Rafael Magana Testimonial

Jan 10, 2022

Magana-Portrait-F2-400-x-300Just a Few Steps
A Patient Testimonial from Rafael Magana

The Advanced Wound Healing Center in Palm Springs

It was just a few steps outside. Barefoot. But that was all it took to send Rafael Magana on a wound care journey that could have cost him his left leg.

In his late fifties and fit, Rafael enjoyed walking and jogging—going to the gym and cycling. It didn’t seem like a simple stroll in the backyard could be so dangerous. “But I should have known better,” he said. Being diabetic, he had a little bit of neuropathy. He could lose feeling in his feet—so when he took that stroll and stepped on something, he couldn’t feel the injury. Before long, a small ulcer developed.

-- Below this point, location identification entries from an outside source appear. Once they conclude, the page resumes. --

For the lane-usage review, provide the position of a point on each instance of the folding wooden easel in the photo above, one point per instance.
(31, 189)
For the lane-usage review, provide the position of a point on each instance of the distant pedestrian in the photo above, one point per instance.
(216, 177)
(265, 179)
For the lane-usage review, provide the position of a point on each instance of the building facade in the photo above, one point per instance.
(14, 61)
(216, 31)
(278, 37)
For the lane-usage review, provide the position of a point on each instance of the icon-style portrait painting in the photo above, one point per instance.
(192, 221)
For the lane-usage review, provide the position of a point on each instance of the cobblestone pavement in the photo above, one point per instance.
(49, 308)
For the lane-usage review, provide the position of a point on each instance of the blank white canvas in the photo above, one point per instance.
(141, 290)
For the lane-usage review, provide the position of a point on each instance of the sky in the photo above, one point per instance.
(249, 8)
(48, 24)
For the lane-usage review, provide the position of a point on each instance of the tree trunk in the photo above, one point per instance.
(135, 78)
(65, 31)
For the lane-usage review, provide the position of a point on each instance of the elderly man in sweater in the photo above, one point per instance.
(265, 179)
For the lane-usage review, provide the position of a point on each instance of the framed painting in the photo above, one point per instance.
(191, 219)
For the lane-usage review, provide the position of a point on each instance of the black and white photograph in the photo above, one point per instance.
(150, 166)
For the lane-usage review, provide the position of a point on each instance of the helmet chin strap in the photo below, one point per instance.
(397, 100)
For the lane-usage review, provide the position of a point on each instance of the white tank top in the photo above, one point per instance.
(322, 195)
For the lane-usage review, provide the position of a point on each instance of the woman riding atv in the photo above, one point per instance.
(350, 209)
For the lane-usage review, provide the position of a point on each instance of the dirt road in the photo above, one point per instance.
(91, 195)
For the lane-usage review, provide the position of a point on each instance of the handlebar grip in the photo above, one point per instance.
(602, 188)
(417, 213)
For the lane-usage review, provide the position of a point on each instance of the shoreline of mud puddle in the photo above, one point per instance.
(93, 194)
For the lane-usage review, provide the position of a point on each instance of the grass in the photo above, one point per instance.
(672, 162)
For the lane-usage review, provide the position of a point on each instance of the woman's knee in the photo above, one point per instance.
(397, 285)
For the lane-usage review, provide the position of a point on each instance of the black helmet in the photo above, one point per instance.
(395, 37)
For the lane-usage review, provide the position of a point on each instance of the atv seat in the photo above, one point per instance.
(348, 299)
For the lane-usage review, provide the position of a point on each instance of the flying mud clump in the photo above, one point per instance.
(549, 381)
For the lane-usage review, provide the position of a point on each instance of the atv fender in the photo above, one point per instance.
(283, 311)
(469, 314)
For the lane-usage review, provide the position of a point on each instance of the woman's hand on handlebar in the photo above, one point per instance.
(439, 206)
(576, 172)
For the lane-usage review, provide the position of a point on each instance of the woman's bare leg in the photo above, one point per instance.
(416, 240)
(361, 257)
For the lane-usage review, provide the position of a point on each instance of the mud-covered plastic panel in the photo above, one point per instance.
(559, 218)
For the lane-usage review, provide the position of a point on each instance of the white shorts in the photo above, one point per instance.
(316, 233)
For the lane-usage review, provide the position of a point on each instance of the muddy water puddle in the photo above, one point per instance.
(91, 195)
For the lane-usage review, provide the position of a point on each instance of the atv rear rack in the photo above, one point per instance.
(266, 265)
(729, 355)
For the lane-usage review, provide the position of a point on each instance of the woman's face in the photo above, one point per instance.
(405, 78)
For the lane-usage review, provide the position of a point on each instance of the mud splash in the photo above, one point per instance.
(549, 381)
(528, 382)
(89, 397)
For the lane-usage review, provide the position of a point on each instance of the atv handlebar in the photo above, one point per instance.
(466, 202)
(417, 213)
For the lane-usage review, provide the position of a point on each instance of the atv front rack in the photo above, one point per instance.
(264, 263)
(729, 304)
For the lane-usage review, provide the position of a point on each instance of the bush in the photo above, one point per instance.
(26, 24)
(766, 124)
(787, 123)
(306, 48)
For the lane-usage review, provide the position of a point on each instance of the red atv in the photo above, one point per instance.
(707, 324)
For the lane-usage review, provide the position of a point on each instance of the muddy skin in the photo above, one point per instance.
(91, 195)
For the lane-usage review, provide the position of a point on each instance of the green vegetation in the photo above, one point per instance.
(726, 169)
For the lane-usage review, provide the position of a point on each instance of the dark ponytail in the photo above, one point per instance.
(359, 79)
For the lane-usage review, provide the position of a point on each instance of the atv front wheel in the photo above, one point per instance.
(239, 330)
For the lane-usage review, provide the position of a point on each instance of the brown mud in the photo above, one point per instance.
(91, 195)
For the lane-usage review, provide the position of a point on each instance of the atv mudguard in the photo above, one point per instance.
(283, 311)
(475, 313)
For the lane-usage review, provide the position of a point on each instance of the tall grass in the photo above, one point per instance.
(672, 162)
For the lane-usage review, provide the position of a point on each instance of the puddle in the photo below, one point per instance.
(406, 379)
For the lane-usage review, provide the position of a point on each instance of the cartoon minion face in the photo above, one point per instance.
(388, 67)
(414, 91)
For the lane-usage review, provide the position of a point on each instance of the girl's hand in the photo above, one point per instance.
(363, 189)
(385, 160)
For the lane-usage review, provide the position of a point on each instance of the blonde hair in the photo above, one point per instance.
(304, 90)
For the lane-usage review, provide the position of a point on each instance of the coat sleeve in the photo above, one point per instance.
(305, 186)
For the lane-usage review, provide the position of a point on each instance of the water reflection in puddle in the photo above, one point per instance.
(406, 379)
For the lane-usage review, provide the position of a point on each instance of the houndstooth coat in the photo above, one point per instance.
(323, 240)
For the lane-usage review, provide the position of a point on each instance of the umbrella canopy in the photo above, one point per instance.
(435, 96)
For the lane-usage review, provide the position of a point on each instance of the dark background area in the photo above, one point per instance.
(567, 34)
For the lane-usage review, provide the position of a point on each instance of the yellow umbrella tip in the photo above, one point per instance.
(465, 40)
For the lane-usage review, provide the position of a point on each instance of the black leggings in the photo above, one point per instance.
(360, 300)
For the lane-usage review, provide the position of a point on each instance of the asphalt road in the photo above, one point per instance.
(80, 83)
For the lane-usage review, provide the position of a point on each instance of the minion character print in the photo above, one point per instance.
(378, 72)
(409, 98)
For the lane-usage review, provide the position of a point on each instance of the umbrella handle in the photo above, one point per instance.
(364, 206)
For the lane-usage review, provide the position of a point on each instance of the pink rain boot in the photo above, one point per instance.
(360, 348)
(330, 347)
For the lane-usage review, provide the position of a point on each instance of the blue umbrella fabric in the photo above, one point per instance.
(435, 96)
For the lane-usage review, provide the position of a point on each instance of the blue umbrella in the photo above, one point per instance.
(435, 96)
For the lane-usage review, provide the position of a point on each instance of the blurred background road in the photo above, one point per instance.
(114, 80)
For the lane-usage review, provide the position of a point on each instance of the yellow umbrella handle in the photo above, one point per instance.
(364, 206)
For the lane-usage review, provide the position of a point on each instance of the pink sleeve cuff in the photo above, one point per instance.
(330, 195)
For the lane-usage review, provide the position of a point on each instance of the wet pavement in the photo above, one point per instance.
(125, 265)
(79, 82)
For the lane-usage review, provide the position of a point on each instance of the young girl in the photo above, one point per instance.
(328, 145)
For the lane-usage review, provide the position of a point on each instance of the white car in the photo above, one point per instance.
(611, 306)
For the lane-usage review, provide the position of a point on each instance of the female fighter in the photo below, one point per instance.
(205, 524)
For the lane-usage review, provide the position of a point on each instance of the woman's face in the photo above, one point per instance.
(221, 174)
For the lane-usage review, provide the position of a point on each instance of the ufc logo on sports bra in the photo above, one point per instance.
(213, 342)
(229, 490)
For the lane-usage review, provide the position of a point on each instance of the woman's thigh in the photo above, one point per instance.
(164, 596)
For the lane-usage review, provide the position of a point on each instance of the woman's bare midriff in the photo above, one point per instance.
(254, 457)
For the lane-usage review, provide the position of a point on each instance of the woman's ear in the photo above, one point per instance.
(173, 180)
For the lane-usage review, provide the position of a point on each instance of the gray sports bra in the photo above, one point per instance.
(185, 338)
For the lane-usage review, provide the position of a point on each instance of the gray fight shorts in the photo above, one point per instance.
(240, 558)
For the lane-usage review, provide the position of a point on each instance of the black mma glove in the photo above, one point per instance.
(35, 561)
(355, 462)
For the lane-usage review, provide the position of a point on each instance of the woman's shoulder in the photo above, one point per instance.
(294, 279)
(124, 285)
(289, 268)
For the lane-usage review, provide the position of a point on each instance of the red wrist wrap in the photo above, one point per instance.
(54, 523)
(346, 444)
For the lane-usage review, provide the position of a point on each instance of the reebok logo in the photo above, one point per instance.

“Like any good Hispanic young boy taught by his ancestors, I tried to cure it myself,” he said. Rafael tried washing it out, flushing it out—even trimming around the wound. It was just the size of a pencil eraser at first. But it started to grow. And as it grew—from a small dot to the size of a quarter to the size of an old half-dollar piece—he became increasingly affected.

“I was sort of delusional,” he said. “You don’t notice the everyday things you’re doing; you lose track.” When his sister finally saw his foot bleeding, she told him he needed to go to the emergency room. That was in early April—about two months after the initial injury.

Rafael agreed, but didn’t expect much: “I thought they’d give me a couple of antibiotics and then ship me out the door.” He had no idea how bad things were. “When they said they’d admit me to the hospital—that’s when I realized the gravity of it.”

His foot was so infected it was even affecting his blood. “I was almost at the point of being borderline sepsis,” he said. Rafael had thought his foot was in a better condition than the reality: “The assumption was that everything was moving—and I still had 75% of my feeling.” But his assumption was wrong.

“They rushed me into surgery that afternoon,” Rafael said. “That’s when the gravity of what I had set in.” That day, he underwent a complex debridement of the lower half of his left foot—straight down to the heel. The surgery helped clean out the damaged and infected tissue—but it was a dramatic sight to see afterward. “At that point the reality set in how serious this was.”

One doctor he saw after the surgery told him that the best thing to do would be to amputate the left leg below the knee. The idea knocked him over. Amputation would mean a dramatic change in his way of life—not just how me moved, but how he lived day-to-day. But that was not the only doctor Rafael saw.

Dr. Jackson Crough had a different plan. “I talked to Dr. Crough and he said, ‘If I didn’t’t know I could save your foot, I would tell you. We are going to save your limb,’” Rafael remembered. “He was that confident—and very reassuring.” Dr. Crough explained how they could regenerate the cells in Rafael’s foot to help new tissue grow back and heal—something Rafael made his Plan A. If that didn’t’t pan out, he’d consider Plan B the amputation: “in order to make Plan A work, I did whatever Dr. Crough said to do.” 

Rafael drank more fluids; watched his sugars; took his medications; and cared for the wound itself. He learned how to flush the wound. A home health nurse came to change his dressings three times a week. And he had regular appointments with Desert Care Network’s Amputation Prevention Center at the Advanced Wound Healing Center in Palm Springs.

“It was an awesome staff—each and every one of them,” Rafael said. “Very professional, very approachable and personal. They addressed my personal needs as if I was the only one there.” His interactions with Dr. Crough went well from the start. “He was straightforward, very honest, and matter of fact,” Rafael said. Healing progressed at a breakneck pace.

“The other doctor who had looked at the wound before I left the hospital couldn’t’t believe the healing in just a few weeks,” Rafael said. During this time he kept weight off of his heel, first with a walker and then for a short time an electric scooter. The goal was to give his foot all of the right conditions to heal.

By the end of May, the wound had shrunk to the size of a dime—without any depth to it, just a little circumference. “I went from 10 mm to 8 mm to 6 mm to 4 mm and then it healed up in Mid-June,” Rafael said. “I was ecstatic. I was speechless. And I was very, very, very grateful for the doctor and the staff and that office.”